KyleS wrote:I wouldn't force things, eg making Mercury a prerequisite for Gemini. It's not that it was physically impossible to make a 2-man capsule before a 1-man one had flown, it's just that it was a lot easier. Historically the Russians tried to skip steps, eg in developing the N-1 before having really properly developed less sophisticated rockets. So you can skip steps, you're just making things harder - the shortcut rarely is actually shorter. But if you're lucky and/or your scientists are really good, it might just work!
I don't like the idea of forcing players to do certain things either, but some things do need to be done in a certain order.
I agree that it would have been physically possible to construct a two man capsule in 1961 but there are other technology
issues that would have prevented it's launch. Transistors for example were still primitive in relative terms and electronics was
still fairly unreliable. Just look at what was around in the 1970s to see that and the Integrated Circuit was introduced then.
The weight alone probably would have prevented a launch as American (German) Rocket Science was still learning to build
big rockets. Thousands of Atlases and Titans failed before they were considered reliable enough to take a man. A man rated
Atlas failed only 8 weeks before John Glenn's Orbital flight.

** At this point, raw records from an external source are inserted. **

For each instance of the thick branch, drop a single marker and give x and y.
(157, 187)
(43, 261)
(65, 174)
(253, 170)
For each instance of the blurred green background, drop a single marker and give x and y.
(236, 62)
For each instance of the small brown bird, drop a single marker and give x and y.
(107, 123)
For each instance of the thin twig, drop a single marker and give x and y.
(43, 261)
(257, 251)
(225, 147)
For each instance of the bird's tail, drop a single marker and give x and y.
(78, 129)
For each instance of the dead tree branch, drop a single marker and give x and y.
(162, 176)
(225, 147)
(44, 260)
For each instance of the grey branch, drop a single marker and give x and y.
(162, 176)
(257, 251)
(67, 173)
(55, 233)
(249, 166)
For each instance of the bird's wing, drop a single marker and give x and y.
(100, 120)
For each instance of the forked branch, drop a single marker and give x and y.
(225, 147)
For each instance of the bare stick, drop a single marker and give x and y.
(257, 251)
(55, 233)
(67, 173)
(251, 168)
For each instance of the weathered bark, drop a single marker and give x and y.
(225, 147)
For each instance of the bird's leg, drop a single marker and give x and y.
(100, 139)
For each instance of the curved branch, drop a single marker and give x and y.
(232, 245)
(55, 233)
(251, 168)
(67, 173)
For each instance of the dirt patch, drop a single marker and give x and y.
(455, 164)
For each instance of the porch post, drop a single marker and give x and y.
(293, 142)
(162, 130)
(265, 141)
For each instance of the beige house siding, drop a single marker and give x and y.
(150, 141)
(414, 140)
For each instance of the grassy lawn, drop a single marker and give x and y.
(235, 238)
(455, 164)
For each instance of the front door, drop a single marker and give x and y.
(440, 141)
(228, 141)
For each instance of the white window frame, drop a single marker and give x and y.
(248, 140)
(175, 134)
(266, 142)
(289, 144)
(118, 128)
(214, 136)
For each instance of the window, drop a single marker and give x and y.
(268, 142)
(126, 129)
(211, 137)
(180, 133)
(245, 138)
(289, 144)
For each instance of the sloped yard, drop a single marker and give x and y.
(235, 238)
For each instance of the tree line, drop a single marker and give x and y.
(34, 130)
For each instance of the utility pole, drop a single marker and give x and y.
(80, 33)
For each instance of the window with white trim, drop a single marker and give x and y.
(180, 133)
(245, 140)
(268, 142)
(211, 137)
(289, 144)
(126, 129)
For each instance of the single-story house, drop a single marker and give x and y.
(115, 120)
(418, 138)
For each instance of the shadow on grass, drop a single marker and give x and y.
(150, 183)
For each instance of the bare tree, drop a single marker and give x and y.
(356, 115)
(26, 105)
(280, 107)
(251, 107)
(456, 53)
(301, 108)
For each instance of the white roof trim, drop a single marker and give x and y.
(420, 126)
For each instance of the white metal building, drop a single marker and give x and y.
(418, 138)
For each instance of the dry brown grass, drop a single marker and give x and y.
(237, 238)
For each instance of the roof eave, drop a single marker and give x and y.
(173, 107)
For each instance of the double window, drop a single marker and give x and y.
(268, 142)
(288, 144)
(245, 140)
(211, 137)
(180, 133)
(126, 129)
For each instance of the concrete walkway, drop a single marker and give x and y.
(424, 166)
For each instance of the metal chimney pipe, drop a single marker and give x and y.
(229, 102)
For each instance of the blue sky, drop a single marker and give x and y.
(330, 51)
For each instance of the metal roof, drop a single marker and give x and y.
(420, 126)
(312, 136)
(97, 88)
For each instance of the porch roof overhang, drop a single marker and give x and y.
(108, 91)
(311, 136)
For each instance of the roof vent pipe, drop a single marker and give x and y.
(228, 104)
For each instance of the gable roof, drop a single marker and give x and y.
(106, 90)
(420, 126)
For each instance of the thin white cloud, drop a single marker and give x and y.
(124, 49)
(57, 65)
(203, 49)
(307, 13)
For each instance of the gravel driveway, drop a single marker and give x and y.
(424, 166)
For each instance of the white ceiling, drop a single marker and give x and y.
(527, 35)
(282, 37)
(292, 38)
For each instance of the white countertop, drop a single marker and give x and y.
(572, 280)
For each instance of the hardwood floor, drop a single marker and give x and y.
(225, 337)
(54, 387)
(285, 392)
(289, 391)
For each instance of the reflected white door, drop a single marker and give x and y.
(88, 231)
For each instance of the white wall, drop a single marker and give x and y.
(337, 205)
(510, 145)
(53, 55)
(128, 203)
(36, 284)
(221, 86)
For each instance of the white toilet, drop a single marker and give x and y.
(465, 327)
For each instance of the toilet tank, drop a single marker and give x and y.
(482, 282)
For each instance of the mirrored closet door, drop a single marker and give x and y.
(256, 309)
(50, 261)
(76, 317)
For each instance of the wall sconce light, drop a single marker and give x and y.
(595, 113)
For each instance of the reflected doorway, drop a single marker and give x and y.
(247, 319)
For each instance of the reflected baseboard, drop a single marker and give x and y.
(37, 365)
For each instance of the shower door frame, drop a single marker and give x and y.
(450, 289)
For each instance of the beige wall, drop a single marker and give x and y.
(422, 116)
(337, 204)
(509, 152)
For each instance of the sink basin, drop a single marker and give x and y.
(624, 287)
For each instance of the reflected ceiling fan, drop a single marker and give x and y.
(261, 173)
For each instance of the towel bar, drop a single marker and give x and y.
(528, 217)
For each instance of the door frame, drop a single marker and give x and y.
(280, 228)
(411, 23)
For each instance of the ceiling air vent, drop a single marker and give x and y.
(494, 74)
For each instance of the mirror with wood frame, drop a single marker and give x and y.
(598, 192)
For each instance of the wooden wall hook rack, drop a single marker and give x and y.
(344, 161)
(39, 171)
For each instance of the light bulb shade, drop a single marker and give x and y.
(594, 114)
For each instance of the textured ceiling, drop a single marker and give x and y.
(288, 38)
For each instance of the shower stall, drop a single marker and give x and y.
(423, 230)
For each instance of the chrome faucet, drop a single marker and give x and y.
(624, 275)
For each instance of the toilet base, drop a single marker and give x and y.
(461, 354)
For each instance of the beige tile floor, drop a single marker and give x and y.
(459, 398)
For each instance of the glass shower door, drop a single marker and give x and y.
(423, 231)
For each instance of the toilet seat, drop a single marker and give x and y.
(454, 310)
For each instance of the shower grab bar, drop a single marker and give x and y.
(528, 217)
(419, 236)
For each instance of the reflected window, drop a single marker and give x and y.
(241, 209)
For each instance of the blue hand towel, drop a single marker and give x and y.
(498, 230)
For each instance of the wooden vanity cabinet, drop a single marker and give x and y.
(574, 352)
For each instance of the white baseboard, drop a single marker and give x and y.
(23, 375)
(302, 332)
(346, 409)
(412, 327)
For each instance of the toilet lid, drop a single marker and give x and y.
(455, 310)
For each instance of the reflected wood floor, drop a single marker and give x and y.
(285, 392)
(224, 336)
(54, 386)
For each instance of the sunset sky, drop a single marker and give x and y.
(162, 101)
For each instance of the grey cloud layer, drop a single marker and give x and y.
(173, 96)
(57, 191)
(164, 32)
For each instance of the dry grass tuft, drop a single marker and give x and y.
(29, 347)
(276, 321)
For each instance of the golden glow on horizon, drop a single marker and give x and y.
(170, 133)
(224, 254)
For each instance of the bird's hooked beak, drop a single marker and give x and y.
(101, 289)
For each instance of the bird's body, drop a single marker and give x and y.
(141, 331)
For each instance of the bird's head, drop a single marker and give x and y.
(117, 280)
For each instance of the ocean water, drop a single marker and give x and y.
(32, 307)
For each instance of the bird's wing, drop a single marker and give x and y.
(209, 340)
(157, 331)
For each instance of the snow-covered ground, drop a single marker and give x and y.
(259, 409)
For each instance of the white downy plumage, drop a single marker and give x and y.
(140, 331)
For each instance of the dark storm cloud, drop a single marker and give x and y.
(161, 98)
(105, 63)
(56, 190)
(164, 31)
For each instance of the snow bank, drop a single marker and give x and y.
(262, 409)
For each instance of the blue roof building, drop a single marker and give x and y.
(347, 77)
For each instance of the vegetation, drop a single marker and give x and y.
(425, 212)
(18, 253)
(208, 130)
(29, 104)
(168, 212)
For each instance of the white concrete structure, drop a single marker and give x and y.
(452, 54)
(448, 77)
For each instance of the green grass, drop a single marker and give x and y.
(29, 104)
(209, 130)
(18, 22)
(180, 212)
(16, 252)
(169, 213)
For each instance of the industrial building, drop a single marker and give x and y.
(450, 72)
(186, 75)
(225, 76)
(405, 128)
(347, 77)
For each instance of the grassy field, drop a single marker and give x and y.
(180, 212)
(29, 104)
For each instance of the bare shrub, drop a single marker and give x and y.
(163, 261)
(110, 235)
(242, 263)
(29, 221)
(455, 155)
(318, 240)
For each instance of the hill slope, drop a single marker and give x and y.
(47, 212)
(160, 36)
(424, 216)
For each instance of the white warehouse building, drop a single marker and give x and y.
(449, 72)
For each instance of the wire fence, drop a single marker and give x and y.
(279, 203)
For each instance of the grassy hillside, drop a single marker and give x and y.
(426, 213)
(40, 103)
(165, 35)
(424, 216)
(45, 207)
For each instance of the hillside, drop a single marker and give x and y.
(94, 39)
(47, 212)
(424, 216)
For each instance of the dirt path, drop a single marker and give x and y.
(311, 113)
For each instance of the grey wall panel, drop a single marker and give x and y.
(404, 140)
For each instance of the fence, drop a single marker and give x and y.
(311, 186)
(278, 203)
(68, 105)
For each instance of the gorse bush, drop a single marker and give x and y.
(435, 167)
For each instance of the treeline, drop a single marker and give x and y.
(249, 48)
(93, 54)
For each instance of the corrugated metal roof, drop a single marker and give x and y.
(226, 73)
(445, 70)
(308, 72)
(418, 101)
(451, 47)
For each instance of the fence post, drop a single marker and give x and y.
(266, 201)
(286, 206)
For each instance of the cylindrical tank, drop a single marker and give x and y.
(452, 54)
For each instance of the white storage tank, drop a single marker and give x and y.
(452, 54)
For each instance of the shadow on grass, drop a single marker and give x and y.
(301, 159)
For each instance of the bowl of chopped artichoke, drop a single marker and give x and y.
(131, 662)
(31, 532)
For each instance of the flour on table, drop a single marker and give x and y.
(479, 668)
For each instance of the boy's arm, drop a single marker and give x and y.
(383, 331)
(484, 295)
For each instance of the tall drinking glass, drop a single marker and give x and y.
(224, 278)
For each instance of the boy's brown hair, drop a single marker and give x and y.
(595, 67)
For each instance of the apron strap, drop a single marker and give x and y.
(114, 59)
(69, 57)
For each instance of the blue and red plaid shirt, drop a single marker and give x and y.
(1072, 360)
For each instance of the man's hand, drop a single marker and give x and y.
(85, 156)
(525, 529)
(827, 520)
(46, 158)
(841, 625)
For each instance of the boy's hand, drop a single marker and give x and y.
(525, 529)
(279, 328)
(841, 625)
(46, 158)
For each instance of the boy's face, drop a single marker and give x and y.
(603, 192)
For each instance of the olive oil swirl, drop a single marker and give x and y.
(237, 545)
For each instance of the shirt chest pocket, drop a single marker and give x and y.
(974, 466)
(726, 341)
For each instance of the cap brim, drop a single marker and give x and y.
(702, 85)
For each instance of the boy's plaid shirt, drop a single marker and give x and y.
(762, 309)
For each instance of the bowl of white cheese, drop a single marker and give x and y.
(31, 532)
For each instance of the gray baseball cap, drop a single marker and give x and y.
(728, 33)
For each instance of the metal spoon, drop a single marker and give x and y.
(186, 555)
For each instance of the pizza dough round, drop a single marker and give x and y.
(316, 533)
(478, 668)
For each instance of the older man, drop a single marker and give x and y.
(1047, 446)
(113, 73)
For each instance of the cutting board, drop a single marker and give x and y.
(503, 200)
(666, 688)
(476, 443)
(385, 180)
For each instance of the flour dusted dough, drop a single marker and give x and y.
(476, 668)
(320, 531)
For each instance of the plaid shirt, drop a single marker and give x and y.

The Russians did indeed skip steps but their Boosters were much more reliable and had a much greater lifting capability
because they deliberately over engineered then to begin with due to the Russians being behind in materials technology.
The Russians still use basically the same design today to launch as they did back in the 1960s.
When Korolev got to Peenemunde after the USA looted it there was very little usable hardware left to "steal", but of what was left
Korolev himself already had more advanced designs. He just couldn't build them because he didn't know how to make the exotic alloys
needed to make them work. What Korolev did get however was the German Technicians who taught him about the metallurgy and
such like. These are the type of problems I am referring to - the problems with technology were still there, they were just more
advanced problems that stopped things from happening.
The Russians were not as urgent in their Space Program initially either as Khrushchev was more interested in shorter term goals in the area,
ie. "Do something amazing for May Day Parade Sergei!" One of the other things that held them back was also Korolev's desire to stay in power
in regards to the Program they did have, and so he rejected and held back better designs from the other Design Bureau . One of the major
reasons the N1 failed was it's complexity. Instead of designing a good BIG engine like the USA did for the Saturns, they made the N1 using LOTS
of smaller engines. Individually those smaller engines were very sound, but in this case more is not always better.
When Korolev died, one of his legacies was to leave behind a mess that took a while to fix and the Russians went from in front in many areas to
KyleS wrote:So I would suggest instead:
1) make the pace of R&D improvement a bit slower (increase the Difficulty rating) for historically later programmes, combined with
2) make the Reliability carryover between programmes greater, and
3) make the Reliability carryover between capsules/probes visible to the player as it is for Rockets/Man-rated Rockets
For example, Gemini could be opened straight away at 0%, or if you've got Mercury to 90% it'd start at 50%. But the player has to know this, thus the third point.
I think BARIS and the board game by Fritz Bonner "Liftoff"on which it was based handled this reasonably well. And I fully agree that this should be done, and is to an
extent. It is a matter of getting it more balanced to work properly.
One point I have raised that is too late to be changed in BASPM but may be looked at in BASPM 2 is that I basically pay for the Atlas and Titan Rocket three separate
times depending on what I want/need. Historically the main difference between the different models was the upper stage configuration and a slight modernisation
of basic hardware. For example the Agena Stage was used on Atlas and Titan, but in the game the difference is a whole new Rocket for each that I have to Research!
I have spoken to Ignaccio about designing BASPM 2 in such a way as to develop these upper stage boosters and strap ons and add them to a basic Rocket as required.
I don't know where the CPU player gets the money to do things, for example in my games I've seen them do two manned launches a season in 1960-62, which implies 20 or so MC guys. But I don't know how the game treats the non-player side, whether it goes through all the same stuff as us, or there's just some random chart in there governing the steps they achieve, unrelated to the game mechanics players have to deal with. It's one the reasons I said in this thread
that we should see all the launches of the opposing player, at least the ones that don't fizzle out during countdown or launch. If a rocket makes it into orbit, the whole world will know about it, even if they don't know all the details.
I also have spoken about this on another thread(s). I like the idea of a "Spy Agency" where you Pay for real information and the Media may or may not be correct.
This is what happened in BARIS and I think Liftoff did it too but it is a while since I played Liftoff. It also was fairly realistic during the Cold War.
This is an interesting discussion anyhow.